‘I Know My Car’: Botched Greensboro North Carolina Suspension Repair Starts With Denial but Ends With Forehead Slap and $800 Refund
There was a new noise…the kind you hear pulling out of a parking lot and immediately think, “That wasn’t there yesterday.” For Nena Murphy in Greensboro, North Carolina, that sound followed what should have been the most boring errand of the week: a simple oil change. During the service, the mechanic flagged a so-called needed suspension repair on her Infiniti.
That’s where the headache started.
Murphy keeps close tabs on her car, including maintenance and repair needs
She notices new smells, new vibrations, new noises. So when a mechanic at the shop told her during that oil change that her sway bar needed attention, she listened. The shop replaced the part. Then she drove off and heard something that didn’t belong.
The car sounded wrong. Murphy brought it back. The shop inspected it and told her nothing was wrong with their repair. More than once. And While the issue seemed dulled, a squeak stayed. All the while, Murphy stayed unconvinced.
“I know my car,” she said. And she wasn’t letting it go.
After repeated denials, Murphy reached out to WFMY News 2. She also took the car to a second repair shop for another opinion. The results turned the denials into a big ole forehead slap.
The second mechanic put the car on a lift and recorded a repair inspection from underneath
The footage showed several issues, including suspension concerns and leaks that the first shop apparently didn’t flag. Then, one mistake jumped off the screen.
One of the sway bar end links had been installed upside down.
The mechanic pointed it out clearly on video, explaining how the parts should sit and how they were actually installed. WFMY shared that video with the original shop. The response was fast.
Murphy received a full refund of about $800. Once the part was installed correctly, the noise disappeared.
What the sway bar and its end links actually do
A sway bar, also called a stabilizer bar or anti-sway bar, connects the left and right sides of your suspension. There are small rubber bushings that wrap around it, too. The bar helps reduce body rock when you turn.
The sway bar links are short rods that connect the sway bar to the suspension components at each wheel. You’ll find them underneath the car, near the wheels, bolted vertically or at a slight angle. They tend to make a tinny, rattle-knock sound when they’re worn out, similar to a loose shopping cart wheel.
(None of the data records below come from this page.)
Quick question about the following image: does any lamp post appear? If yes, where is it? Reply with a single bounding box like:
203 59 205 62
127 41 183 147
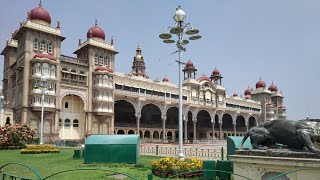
159 6 201 160
211 119 214 143
0 86 9 126
36 75 50 144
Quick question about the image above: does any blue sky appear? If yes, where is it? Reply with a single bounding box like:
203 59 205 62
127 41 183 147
0 0 320 119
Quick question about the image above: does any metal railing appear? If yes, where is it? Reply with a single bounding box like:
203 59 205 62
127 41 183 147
140 145 227 160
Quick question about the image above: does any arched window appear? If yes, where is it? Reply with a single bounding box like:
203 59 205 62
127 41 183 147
73 119 79 127
99 56 103 65
64 119 70 127
43 120 51 134
94 54 99 65
48 42 53 54
33 39 39 51
40 41 47 52
50 66 56 77
79 71 86 82
61 68 69 79
42 63 49 75
71 69 77 80
104 56 109 66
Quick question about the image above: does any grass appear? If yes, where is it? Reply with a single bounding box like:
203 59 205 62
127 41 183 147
0 149 165 180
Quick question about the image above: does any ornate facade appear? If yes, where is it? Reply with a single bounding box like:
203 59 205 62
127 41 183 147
1 1 286 142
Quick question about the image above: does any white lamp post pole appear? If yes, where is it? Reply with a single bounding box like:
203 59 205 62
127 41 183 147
159 6 201 160
40 88 44 144
40 76 47 144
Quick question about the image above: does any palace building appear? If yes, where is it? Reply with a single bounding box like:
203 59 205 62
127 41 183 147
1 3 286 142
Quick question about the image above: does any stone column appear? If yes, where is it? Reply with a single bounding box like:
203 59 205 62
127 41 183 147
110 116 114 134
219 123 223 139
87 112 92 135
53 110 62 139
136 116 140 134
211 119 215 142
192 121 197 143
162 119 167 142
183 120 188 143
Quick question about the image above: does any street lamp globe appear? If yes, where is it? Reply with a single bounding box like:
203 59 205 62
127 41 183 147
173 6 186 22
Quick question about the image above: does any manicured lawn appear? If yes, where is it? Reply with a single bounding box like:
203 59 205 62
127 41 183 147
0 149 160 180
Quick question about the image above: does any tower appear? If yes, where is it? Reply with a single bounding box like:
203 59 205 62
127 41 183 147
3 1 65 127
131 45 147 77
182 59 197 80
210 68 223 86
74 21 118 134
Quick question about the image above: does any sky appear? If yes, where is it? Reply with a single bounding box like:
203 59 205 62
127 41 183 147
0 0 320 120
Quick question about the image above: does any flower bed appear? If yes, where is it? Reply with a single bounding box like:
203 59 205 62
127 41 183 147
151 157 203 177
21 145 60 154
0 124 35 150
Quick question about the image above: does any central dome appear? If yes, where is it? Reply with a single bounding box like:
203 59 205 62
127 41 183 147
87 24 106 40
29 3 51 24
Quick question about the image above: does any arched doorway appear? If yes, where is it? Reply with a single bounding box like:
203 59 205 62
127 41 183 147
248 116 257 129
196 110 212 139
114 100 137 128
222 114 233 138
166 107 179 129
140 104 162 139
187 111 193 141
236 115 247 132
59 94 85 139
117 129 124 134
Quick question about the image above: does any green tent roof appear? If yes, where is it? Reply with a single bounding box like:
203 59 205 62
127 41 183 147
85 135 139 145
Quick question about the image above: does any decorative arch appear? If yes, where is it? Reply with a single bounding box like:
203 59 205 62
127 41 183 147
248 116 258 129
60 91 87 112
235 115 246 132
114 99 137 114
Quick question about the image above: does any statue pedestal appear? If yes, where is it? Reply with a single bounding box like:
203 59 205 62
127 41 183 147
228 150 320 180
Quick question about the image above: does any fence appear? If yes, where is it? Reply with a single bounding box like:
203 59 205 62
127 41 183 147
140 145 227 160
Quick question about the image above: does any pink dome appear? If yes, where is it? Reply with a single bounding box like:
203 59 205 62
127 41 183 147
33 53 56 61
162 76 169 82
197 76 210 82
186 60 193 67
244 88 251 96
279 105 286 109
256 79 266 89
268 83 278 92
212 68 220 76
30 4 51 24
95 66 113 73
138 71 144 76
87 24 106 40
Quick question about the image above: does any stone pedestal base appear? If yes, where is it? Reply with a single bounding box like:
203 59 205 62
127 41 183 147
228 151 320 180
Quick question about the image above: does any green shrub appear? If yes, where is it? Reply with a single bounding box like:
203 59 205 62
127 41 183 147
0 124 35 149
21 145 60 154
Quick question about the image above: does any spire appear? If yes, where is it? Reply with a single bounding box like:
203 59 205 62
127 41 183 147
57 20 60 29
111 36 114 45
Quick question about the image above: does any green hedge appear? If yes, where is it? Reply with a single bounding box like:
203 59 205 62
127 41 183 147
21 145 60 154
0 145 26 150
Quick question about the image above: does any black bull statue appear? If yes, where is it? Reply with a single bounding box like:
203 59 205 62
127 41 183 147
240 120 320 153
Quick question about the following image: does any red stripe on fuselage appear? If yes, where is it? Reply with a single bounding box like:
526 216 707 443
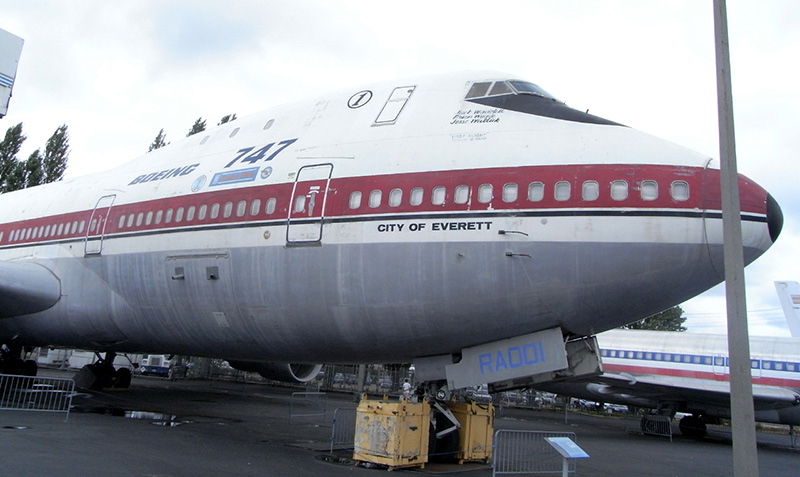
0 164 766 246
603 361 800 389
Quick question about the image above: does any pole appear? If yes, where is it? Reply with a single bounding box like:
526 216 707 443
714 0 758 477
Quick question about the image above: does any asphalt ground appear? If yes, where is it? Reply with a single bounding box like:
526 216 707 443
0 370 800 477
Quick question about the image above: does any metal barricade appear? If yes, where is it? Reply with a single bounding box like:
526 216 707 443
0 374 75 421
289 392 328 422
492 429 577 476
641 414 672 442
331 407 356 454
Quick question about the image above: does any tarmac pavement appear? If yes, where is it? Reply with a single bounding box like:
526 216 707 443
0 370 800 477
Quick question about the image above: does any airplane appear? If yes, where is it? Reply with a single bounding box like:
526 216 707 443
524 329 800 437
0 71 783 397
775 281 800 338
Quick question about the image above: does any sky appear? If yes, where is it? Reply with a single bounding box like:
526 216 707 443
0 0 800 337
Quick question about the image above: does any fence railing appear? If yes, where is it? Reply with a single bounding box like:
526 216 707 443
0 374 75 421
492 429 577 475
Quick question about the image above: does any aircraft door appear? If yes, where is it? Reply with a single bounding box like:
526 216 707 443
286 164 333 246
83 194 117 255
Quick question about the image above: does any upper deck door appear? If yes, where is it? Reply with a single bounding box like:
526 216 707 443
286 164 333 245
83 194 117 255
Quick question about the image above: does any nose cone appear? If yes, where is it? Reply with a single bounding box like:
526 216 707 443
767 194 783 243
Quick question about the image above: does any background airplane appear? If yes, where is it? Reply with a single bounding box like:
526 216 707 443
0 72 782 396
537 330 800 436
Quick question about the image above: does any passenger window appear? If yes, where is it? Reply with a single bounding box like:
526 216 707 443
294 195 306 214
348 190 361 210
611 181 628 200
250 199 261 215
528 182 544 202
554 181 571 202
670 181 689 202
503 182 517 202
389 189 403 207
431 186 447 205
478 184 494 204
453 185 469 204
582 181 600 202
641 181 658 200
369 190 383 209
408 187 423 205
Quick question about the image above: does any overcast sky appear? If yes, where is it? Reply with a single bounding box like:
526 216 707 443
0 0 800 336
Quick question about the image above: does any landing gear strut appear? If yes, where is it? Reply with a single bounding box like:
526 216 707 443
74 351 131 391
0 345 39 376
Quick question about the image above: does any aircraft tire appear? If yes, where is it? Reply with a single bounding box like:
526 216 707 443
678 416 708 438
114 368 131 389
22 359 39 376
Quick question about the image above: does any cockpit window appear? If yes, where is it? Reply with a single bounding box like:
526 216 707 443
489 81 514 96
467 82 492 99
465 80 555 99
509 80 556 99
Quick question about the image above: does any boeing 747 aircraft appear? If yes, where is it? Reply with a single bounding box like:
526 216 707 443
0 72 782 394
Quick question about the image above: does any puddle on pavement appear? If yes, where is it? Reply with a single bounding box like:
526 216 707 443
73 407 192 427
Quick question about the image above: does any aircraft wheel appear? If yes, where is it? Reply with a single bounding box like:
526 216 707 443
678 416 708 438
22 359 39 376
114 368 131 389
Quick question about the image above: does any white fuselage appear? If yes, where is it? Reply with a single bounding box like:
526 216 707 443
0 72 777 363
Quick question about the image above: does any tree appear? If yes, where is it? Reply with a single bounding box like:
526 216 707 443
147 128 169 152
186 116 206 137
22 149 47 188
622 306 686 331
0 123 27 193
41 124 69 182
217 113 236 126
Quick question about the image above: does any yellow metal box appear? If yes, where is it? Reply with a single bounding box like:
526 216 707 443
353 399 431 467
447 402 494 463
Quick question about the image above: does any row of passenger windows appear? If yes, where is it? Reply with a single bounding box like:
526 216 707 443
600 349 800 372
0 180 689 242
346 180 689 208
117 197 277 229
0 220 86 242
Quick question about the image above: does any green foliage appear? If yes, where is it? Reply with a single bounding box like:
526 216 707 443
42 124 69 182
622 306 686 331
186 116 206 137
147 128 169 152
23 149 46 188
0 123 69 193
0 123 26 193
217 113 236 126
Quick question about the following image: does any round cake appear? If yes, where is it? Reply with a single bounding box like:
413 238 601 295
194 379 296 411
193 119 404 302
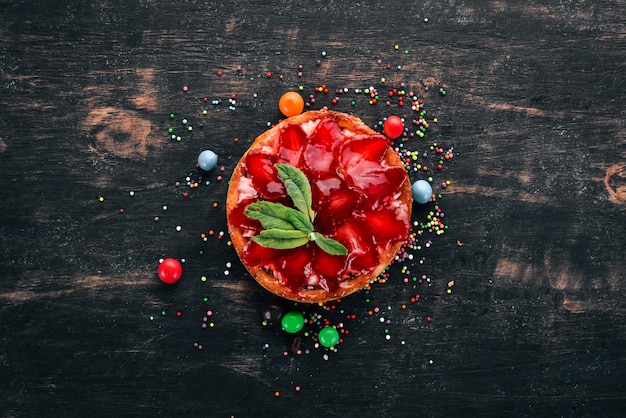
226 110 412 303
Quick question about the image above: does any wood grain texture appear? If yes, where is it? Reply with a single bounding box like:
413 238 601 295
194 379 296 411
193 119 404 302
0 0 626 417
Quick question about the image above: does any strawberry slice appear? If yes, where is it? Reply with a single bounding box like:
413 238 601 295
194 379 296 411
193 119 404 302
313 248 347 287
267 243 315 292
352 167 408 207
340 135 389 170
303 118 343 176
365 205 411 245
244 152 286 200
278 124 307 166
243 240 285 268
311 176 363 235
336 215 378 274
228 198 262 233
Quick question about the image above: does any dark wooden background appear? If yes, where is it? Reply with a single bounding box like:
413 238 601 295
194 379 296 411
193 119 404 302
0 0 626 417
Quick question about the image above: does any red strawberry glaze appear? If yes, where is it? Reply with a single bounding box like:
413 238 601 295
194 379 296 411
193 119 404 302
244 152 286 200
230 116 410 294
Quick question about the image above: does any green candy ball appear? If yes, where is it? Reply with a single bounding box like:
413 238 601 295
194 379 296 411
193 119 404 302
317 327 339 347
280 311 304 334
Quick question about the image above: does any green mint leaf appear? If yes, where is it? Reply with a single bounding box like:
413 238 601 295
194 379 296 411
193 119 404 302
243 201 313 232
275 164 315 221
252 229 309 250
313 232 348 255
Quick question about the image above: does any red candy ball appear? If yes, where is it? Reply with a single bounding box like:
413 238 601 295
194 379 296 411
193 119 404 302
383 115 404 139
159 258 183 284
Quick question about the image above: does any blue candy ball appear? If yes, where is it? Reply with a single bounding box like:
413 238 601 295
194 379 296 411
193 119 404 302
411 180 433 204
198 150 217 171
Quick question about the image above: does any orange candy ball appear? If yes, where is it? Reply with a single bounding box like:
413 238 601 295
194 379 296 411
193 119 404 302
278 91 304 117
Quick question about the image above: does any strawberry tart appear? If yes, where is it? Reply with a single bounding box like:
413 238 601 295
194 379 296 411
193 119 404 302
226 110 412 303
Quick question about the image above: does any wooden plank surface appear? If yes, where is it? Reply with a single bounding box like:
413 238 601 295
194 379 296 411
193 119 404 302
0 0 626 417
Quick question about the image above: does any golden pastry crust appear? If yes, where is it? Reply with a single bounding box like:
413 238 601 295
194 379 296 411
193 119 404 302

The repair for any of these components usually involves lifting the vehicle, removing the old links, bushings, and bar (if applicable, keep reading for my note on this part), and installing new hardware with proper torque. Oh, and proper orientation matters. A lot.
According to RepairPal data for 2025, sway bar link replacement typically runs less than $200 per pair, including labor. Depending on where you live, though, I think that estimate might be slightly low. I’d guess under $300 total.
You can expect to more than double that estimate if the whole bar is needed, which brings me to my personal concern with the repair in the first place…
I worked the front counter of a repair facility for many years. We replaced thousands of bad sway bar links and bushings. When it came to the bar itself, though, unless there’d been an accident, the car was completely rusted underneath, or there was some other odd problem, we really didn’t need to replace many bars themselves. An $800 estimate, then, seems fishy to me.
Maybe the bar really was needed, I don’t know. And it’s an Infiniti, here, so the bar assembly is pricier than, say, a Honda.
But if all they replaced were the links, $800 is just…wow.
In any case, the big forehead slap hopefully resets the first shop’s inspection and repair processes. And if they can’t install a sway bar link right side up, I’d wonder about their oil changes, too.